Attention-based multimodal deep learning for interpretable and generalizable prediction of pathological complete response in breast cancer.
Authors
Affiliations (4)
Affiliations (4)
- Department of Diagnostic Radiology, Warren Alpert Medical School of Brown University, Providence, RI, USA.
- Department of Radiology, Montefiore Health System and Albert Einstein College of Medicine, Bronx, NY, USA.
- Department of Diagnostic Radiology, Warren Alpert Medical School of Brown University, Providence, RI, USA. [email protected].
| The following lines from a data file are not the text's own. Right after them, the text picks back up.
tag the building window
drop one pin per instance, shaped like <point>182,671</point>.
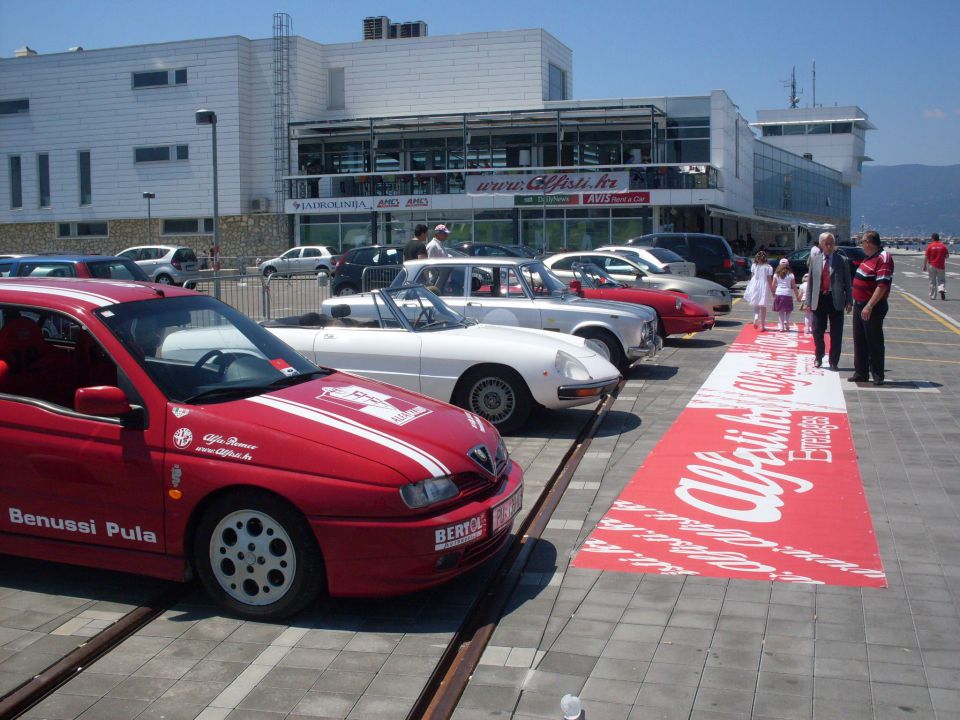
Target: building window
<point>16,189</point>
<point>43,179</point>
<point>86,191</point>
<point>161,153</point>
<point>159,78</point>
<point>335,89</point>
<point>70,230</point>
<point>14,107</point>
<point>186,226</point>
<point>556,83</point>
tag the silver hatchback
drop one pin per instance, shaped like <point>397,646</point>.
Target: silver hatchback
<point>166,264</point>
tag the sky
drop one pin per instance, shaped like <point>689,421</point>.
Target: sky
<point>898,61</point>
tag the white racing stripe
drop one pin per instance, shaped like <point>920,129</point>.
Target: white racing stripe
<point>429,463</point>
<point>94,298</point>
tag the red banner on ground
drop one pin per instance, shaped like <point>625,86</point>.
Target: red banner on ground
<point>757,479</point>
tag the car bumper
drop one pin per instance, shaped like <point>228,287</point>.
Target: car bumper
<point>647,351</point>
<point>586,392</point>
<point>381,557</point>
<point>685,325</point>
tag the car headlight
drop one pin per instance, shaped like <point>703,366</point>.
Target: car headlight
<point>568,366</point>
<point>428,492</point>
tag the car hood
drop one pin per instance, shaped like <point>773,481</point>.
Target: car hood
<point>338,426</point>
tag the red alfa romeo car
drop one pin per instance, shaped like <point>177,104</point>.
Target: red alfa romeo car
<point>676,314</point>
<point>158,431</point>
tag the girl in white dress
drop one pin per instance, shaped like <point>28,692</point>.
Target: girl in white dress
<point>758,292</point>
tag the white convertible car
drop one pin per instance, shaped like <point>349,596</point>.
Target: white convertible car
<point>407,336</point>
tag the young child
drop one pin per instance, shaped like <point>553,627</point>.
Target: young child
<point>758,291</point>
<point>807,312</point>
<point>784,289</point>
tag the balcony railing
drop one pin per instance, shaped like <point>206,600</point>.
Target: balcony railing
<point>452,182</point>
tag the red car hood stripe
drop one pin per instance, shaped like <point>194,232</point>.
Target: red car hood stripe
<point>428,462</point>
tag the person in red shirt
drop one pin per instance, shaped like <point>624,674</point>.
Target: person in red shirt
<point>871,286</point>
<point>935,265</point>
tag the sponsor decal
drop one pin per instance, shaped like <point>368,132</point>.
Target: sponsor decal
<point>182,438</point>
<point>526,200</point>
<point>771,489</point>
<point>547,184</point>
<point>370,402</point>
<point>459,533</point>
<point>630,198</point>
<point>80,527</point>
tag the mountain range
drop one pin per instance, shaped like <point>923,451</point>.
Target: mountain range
<point>908,200</point>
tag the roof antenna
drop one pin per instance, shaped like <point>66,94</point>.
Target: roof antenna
<point>792,84</point>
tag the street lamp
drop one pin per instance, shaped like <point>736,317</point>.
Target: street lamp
<point>148,197</point>
<point>209,117</point>
<point>543,201</point>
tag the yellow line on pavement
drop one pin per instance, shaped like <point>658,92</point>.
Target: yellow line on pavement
<point>926,310</point>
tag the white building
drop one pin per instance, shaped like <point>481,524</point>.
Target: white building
<point>355,142</point>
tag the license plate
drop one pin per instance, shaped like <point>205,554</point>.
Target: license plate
<point>504,512</point>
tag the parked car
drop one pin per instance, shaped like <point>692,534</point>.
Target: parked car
<point>165,264</point>
<point>710,253</point>
<point>712,296</point>
<point>524,293</point>
<point>662,258</point>
<point>365,268</point>
<point>498,373</point>
<point>168,434</point>
<point>305,258</point>
<point>676,313</point>
<point>798,259</point>
<point>72,265</point>
<point>493,249</point>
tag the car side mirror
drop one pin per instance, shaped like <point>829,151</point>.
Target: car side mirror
<point>104,401</point>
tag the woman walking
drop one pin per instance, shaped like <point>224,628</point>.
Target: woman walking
<point>758,292</point>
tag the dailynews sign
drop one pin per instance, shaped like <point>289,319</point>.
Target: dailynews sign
<point>546,184</point>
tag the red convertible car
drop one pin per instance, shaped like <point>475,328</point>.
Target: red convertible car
<point>676,314</point>
<point>154,430</point>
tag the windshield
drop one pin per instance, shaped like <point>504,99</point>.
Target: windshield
<point>417,308</point>
<point>593,276</point>
<point>197,348</point>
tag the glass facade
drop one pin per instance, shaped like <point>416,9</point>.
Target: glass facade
<point>784,182</point>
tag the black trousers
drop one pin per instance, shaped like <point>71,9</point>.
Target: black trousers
<point>868,345</point>
<point>827,312</point>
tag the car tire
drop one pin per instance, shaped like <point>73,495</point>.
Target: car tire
<point>608,340</point>
<point>497,394</point>
<point>256,555</point>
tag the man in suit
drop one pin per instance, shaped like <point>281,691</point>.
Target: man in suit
<point>829,295</point>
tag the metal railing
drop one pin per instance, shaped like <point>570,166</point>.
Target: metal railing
<point>265,298</point>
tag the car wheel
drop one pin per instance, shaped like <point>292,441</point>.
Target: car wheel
<point>256,555</point>
<point>497,394</point>
<point>606,344</point>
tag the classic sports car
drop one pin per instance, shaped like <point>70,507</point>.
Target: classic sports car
<point>676,314</point>
<point>522,292</point>
<point>162,432</point>
<point>712,296</point>
<point>496,372</point>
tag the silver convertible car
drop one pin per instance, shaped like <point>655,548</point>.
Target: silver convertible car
<point>522,292</point>
<point>407,336</point>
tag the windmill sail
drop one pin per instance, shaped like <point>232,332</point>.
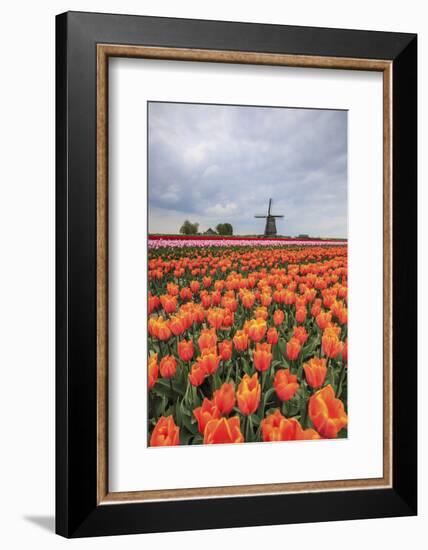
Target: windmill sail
<point>270,227</point>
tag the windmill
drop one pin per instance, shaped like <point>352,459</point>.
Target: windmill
<point>270,228</point>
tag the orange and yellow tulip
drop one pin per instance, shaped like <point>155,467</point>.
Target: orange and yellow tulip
<point>224,430</point>
<point>185,350</point>
<point>285,384</point>
<point>248,394</point>
<point>277,427</point>
<point>262,357</point>
<point>315,372</point>
<point>165,433</point>
<point>205,413</point>
<point>327,413</point>
<point>168,366</point>
<point>153,370</point>
<point>224,398</point>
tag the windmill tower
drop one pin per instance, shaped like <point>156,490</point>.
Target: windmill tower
<point>270,228</point>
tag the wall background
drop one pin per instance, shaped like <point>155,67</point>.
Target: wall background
<point>27,95</point>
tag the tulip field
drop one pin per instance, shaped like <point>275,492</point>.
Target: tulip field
<point>247,340</point>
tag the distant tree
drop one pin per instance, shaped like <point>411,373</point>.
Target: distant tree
<point>224,229</point>
<point>189,228</point>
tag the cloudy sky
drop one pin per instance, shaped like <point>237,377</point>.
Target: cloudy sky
<point>217,163</point>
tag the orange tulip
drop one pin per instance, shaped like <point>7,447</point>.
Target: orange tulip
<point>153,303</point>
<point>257,329</point>
<point>185,350</point>
<point>206,300</point>
<point>293,348</point>
<point>248,300</point>
<point>301,334</point>
<point>197,374</point>
<point>168,366</point>
<point>165,433</point>
<point>228,320</point>
<point>185,293</point>
<point>169,303</point>
<point>316,308</point>
<point>261,313</point>
<point>262,357</point>
<point>272,336</point>
<point>265,299</point>
<point>194,286</point>
<point>327,413</point>
<point>225,349</point>
<point>301,315</point>
<point>285,384</point>
<point>331,345</point>
<point>224,430</point>
<point>224,398</point>
<point>240,340</point>
<point>278,317</point>
<point>177,325</point>
<point>172,289</point>
<point>345,351</point>
<point>315,372</point>
<point>276,427</point>
<point>153,370</point>
<point>248,394</point>
<point>205,413</point>
<point>215,317</point>
<point>163,331</point>
<point>323,319</point>
<point>152,326</point>
<point>209,360</point>
<point>207,339</point>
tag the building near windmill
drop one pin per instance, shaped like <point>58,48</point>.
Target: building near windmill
<point>270,227</point>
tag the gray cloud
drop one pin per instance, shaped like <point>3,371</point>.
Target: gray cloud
<point>214,163</point>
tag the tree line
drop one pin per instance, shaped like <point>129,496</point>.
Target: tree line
<point>189,228</point>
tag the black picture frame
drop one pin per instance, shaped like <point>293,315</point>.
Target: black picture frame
<point>77,512</point>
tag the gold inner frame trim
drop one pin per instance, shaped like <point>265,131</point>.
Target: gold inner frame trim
<point>104,51</point>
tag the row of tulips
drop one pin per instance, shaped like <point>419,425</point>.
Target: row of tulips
<point>243,349</point>
<point>166,242</point>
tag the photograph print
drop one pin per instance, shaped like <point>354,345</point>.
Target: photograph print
<point>247,274</point>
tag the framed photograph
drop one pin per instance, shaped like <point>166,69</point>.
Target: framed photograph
<point>236,274</point>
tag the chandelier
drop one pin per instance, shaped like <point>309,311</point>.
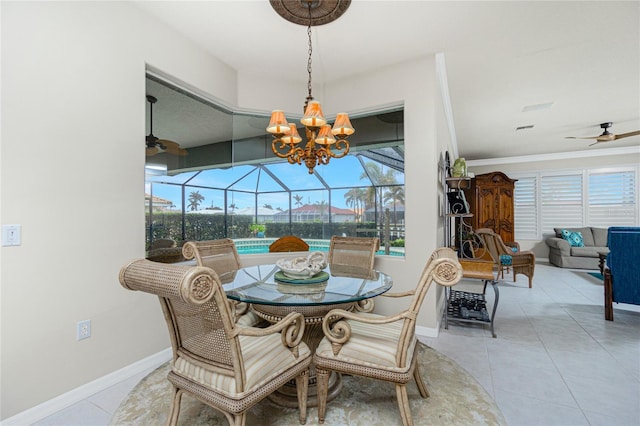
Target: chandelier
<point>323,141</point>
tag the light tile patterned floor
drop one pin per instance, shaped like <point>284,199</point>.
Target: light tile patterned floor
<point>555,360</point>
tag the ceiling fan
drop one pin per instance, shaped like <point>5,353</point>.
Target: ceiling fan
<point>156,145</point>
<point>606,136</point>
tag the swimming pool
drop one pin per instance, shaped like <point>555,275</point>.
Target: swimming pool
<point>261,245</point>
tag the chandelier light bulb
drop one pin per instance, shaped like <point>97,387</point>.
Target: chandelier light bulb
<point>313,116</point>
<point>292,137</point>
<point>342,126</point>
<point>278,123</point>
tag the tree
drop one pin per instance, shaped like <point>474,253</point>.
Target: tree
<point>195,198</point>
<point>396,195</point>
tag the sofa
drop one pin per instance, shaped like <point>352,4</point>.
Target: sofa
<point>579,248</point>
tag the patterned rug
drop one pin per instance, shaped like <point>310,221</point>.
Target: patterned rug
<point>456,399</point>
<point>596,275</point>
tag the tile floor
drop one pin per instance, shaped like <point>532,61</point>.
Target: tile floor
<point>555,360</point>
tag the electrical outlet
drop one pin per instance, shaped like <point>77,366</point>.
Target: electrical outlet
<point>84,329</point>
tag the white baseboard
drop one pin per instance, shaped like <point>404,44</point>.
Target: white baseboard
<point>427,331</point>
<point>78,394</point>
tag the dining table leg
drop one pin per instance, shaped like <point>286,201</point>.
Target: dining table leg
<point>313,317</point>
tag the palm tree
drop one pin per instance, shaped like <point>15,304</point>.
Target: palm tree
<point>195,198</point>
<point>396,195</point>
<point>351,199</point>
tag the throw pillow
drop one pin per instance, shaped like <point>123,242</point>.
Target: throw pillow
<point>574,238</point>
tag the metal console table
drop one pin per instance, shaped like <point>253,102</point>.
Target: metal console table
<point>470,307</point>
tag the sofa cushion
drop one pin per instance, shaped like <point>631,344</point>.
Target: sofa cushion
<point>573,237</point>
<point>600,236</point>
<point>585,251</point>
<point>587,236</point>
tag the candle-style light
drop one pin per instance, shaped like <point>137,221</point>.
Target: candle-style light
<point>323,141</point>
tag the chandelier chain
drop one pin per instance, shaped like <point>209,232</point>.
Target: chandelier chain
<point>310,97</point>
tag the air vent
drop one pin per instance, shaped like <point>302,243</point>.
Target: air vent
<point>537,107</point>
<point>530,126</point>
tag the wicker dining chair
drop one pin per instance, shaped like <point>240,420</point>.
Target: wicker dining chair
<point>222,256</point>
<point>522,262</point>
<point>226,366</point>
<point>288,243</point>
<point>381,347</point>
<point>359,252</point>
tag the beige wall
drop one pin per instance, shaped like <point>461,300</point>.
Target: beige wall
<point>72,174</point>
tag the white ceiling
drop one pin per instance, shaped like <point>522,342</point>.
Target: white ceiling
<point>501,56</point>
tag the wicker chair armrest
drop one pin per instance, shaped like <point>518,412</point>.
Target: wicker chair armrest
<point>403,294</point>
<point>191,284</point>
<point>338,331</point>
<point>290,327</point>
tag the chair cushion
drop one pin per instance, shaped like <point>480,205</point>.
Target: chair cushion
<point>373,345</point>
<point>250,319</point>
<point>264,357</point>
<point>574,238</point>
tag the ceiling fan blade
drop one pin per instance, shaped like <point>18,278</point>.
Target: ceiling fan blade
<point>626,135</point>
<point>152,151</point>
<point>172,147</point>
<point>582,137</point>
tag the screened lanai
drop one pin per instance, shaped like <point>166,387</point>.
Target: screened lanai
<point>235,187</point>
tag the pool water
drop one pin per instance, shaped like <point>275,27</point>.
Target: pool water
<point>261,245</point>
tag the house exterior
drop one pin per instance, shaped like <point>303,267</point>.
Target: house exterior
<point>315,212</point>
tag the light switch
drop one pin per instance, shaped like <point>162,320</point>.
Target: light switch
<point>11,235</point>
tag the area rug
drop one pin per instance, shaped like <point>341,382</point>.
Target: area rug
<point>596,275</point>
<point>456,399</point>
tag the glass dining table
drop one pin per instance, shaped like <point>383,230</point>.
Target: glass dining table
<point>272,299</point>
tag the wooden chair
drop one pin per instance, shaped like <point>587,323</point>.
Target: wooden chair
<point>222,256</point>
<point>227,366</point>
<point>522,262</point>
<point>288,243</point>
<point>381,347</point>
<point>358,252</point>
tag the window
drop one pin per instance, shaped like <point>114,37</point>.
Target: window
<point>561,201</point>
<point>230,184</point>
<point>575,198</point>
<point>525,208</point>
<point>612,198</point>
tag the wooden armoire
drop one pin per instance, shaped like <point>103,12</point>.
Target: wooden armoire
<point>490,198</point>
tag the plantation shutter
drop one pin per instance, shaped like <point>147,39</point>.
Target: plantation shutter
<point>561,201</point>
<point>526,209</point>
<point>612,199</point>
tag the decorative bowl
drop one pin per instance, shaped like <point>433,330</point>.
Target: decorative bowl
<point>303,267</point>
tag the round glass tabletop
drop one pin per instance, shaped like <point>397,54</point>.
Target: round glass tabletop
<point>258,285</point>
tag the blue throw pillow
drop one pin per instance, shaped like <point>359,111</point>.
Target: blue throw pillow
<point>574,238</point>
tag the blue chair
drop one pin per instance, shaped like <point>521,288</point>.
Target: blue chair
<point>622,272</point>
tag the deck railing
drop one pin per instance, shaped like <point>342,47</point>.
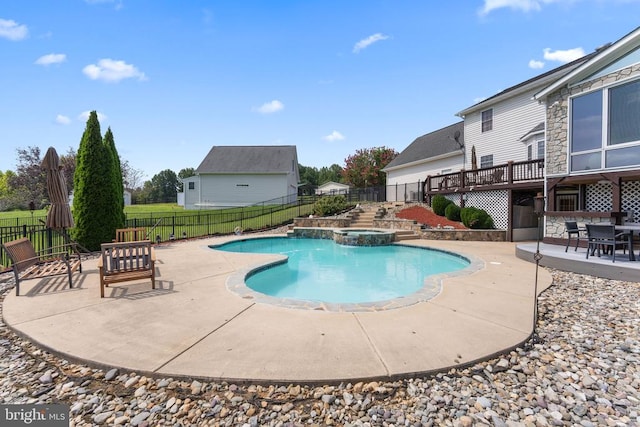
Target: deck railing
<point>505,174</point>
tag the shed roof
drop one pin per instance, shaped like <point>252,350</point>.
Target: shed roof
<point>436,143</point>
<point>250,159</point>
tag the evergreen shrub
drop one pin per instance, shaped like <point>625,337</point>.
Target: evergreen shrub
<point>452,212</point>
<point>439,203</point>
<point>330,205</point>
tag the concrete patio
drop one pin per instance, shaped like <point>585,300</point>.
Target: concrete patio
<point>191,325</point>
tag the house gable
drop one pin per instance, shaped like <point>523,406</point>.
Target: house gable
<point>441,143</point>
<point>244,175</point>
<point>280,159</point>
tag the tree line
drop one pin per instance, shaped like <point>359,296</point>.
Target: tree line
<point>25,188</point>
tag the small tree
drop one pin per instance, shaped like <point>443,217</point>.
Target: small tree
<point>116,181</point>
<point>365,167</point>
<point>93,210</point>
<point>29,182</point>
<point>164,186</point>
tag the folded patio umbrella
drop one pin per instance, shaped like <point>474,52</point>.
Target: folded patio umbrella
<point>59,216</point>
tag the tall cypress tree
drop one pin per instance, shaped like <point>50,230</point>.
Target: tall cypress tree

- Department of Radiology, Montefiore Health System and Albert Einstein College of Medicine, Bronx, NY, USA. [email protected].
Abstract
Accurate prediction of pathological complete response (pCR) to neoadjuvant chemotherapy has significant clinical utility in the management of breast cancer treatment. Although multimodal deep learning models have shown promise for predicting pCR from medical imaging and other clinical data, their adoption has been limited due to challenges with interpretability and generalizability across institutions. We developed a multimodal deep learning model combining post contrast-enhanced whole-breast MRI at pre- and post-treatment timepoints with non-imaging clinical features. The model integrates 3D convolutional neural networks and self-attention to capture spatial and cross-modal interactions. We utilized two public multi-institutional datasets to perform internal and external validation of the model. For model training and validation, we used data from the I-SPY 2 trial (N = 660). For external validation, we used the I-SPY 1 dataset (N = 114). Of the 660 patients in I-SPY 2, 217 patients achieved pCR (32.88%). Of the 114 patients in I-SPY 1, 29 achieved pCR (25.44%). The attention-based multimodal model yielded the best predictive performance with an AUC of 0.73 ± 0.04 on the internal data and an AUC of 0.71 ± 0.02 on the external dataset. The MRI-only model (internal AUC = 0.68 ± 0.03, external AUC = 0.70 ± 0.04) and the non-MRI clinical features-only model (internal AUC = 0.66 ± 0.08, external AUC = 0.71 ± 0.03) trailed in performance, indicating the combination of both modalities is most effective. We present a robust and interpretable deep learning framework for pCR prediction in breast cancer patients undergoing NAC. By combining imaging and clinical data with attention-based fusion, the model achieves strong predictive performance and generalizes across institutions.